Just about to fly to auckland for the future church conference. Check out the conference blog, (which I will be able to develop, if blogger will just remind me what my password is!) I am leading the gathering ritual this afternoon. Then there is a book launch of my out of bounds church? book. Later this evening I then help “animate” (Dic: bring life to, enliven) a conversation around the theme Disconnected from our traditions. I am bringing the movie Whale Rider, and two animating Biblical texts.

I’ve been in bed for 2 days with a head cold, so I’m not the best. And my laptop powerpack died on Saturday. 2nd time in 18 months that my Acer 290 powerpack had died.

Posted by steve at 10:58 AM

Tuesday, October 11, 2005

evangelism as process part 2

On Sunday at Opawa I laid out my stall. I asked the question: what would a church committed to evangelism-as-process look like? I used the image of lounge and kitchen and offered about 5 concrete ideas that I thought could work out Opawa.

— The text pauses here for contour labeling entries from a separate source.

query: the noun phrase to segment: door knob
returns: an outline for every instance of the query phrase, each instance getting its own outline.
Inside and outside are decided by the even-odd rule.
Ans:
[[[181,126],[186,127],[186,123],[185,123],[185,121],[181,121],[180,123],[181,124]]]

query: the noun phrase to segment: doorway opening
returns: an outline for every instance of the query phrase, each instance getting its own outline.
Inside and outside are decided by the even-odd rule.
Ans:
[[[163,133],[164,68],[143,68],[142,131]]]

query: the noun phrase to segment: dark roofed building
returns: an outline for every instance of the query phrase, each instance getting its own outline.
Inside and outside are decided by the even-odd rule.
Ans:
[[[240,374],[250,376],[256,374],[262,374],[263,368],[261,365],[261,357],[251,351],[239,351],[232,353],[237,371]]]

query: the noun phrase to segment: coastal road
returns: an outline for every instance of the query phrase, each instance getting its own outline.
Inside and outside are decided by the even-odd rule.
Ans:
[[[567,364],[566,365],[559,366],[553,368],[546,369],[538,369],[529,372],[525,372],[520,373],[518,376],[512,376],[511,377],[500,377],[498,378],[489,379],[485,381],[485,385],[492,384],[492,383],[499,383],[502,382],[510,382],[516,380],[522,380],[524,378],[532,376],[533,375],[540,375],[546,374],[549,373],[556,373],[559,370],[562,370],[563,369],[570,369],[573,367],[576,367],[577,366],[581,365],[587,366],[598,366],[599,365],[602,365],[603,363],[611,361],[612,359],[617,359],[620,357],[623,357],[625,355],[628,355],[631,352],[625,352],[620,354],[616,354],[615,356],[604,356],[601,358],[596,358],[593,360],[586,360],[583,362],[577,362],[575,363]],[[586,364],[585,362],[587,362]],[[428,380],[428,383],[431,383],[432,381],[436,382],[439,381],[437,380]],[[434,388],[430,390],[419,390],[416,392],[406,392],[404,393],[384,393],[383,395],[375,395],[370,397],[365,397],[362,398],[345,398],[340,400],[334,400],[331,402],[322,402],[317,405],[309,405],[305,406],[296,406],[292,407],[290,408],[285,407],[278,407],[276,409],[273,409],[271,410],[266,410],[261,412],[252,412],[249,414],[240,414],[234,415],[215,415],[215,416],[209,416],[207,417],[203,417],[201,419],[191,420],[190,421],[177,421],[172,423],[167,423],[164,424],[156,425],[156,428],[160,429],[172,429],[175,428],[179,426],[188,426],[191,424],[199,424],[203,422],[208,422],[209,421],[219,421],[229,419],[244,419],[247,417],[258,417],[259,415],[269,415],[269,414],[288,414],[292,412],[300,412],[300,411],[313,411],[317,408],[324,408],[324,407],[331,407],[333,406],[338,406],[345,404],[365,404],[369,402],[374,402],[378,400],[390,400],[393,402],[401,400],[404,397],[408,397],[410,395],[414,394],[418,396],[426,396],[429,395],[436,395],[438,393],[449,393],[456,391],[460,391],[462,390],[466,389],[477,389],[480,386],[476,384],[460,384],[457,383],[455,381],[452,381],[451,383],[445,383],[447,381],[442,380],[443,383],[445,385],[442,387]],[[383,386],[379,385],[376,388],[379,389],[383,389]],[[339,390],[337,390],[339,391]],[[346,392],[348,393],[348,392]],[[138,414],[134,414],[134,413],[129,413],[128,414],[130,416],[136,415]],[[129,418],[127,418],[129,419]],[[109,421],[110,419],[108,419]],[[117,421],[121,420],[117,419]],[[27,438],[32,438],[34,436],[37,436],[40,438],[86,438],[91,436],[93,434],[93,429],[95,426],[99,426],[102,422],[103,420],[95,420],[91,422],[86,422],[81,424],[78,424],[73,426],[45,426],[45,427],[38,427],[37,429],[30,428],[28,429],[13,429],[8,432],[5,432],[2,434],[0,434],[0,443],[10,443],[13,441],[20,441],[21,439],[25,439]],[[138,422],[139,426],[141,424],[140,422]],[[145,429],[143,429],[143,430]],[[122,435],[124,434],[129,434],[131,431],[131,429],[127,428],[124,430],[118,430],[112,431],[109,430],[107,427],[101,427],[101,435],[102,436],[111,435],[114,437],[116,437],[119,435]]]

The sermon is here and is part two of a two-part series. (The first one is here)

Note some things:
The aim: to allow the Biblical stories (of Peter and Paul) to release missional imagination among the people of God.
Us not them: I wanted us to take seriously the issues in our community. I want the church to be a resource for people reaching their friends. I have been wondering if mission as radical discipleship, while a wonderful ideal, actually disempowers us from reaching the people in our networks and workplace. So I wanted to sow “us” ideas not “them” ideas.
Could not should: practical suggestions not finger waving guilt.
We not I: possibilities that would suggest people working together.
Grounded not pie-in-the-sky: and so on Sunday I brought with me a Further Reading Handout for those interested. I was delighted to see all 10 reading handouts disappear. As a concrete next step I am planning to hold an “evangelism as process” brainstorming time Saturday, 29th October, 4-5:30 pm in the church foyer.

Richard Peace’s book, Conversion in the New Testament, has been very helpful.

Posted by steve at 02:07 PM

Sunday, October 09, 2005

sweetness of travel

Given the fact that I am travelling to Auckland this week; this piece of news will make the trip all the sweeter.

Posted by steve at 08:47 AM

Thursday, October 06, 2005

podbible

podbible2.jpg

This looks great; Bible podcast. It starts last weekend in October, with a marathon effort to try and podcast the entire Bible.

podbible3.jpg This means you can download the “oral” Bible onto your iPod for your walk, gym, ride on the bus. So I listened to Mark 1. My only critical comment is that the podcast I heard had no clear break between the Scripture reading and the three devotional application questions. Or perhaps this is a claim for divinely authoritative devotionals!

An unexpected joyful moment was that straight after the podbible reading, it suddenly randomed into U2’s “Miracle drug.” “What an awesome podcast” I thought, only to realise it was on my computer! But the lyrics were SO appropriate.
“I want a trip inside your head
Spend a day there
To hear the things you haven’t said
And see what you might see
I want to hear you when you call”

(Oh, the joy of song devotionals rather than word devotionals).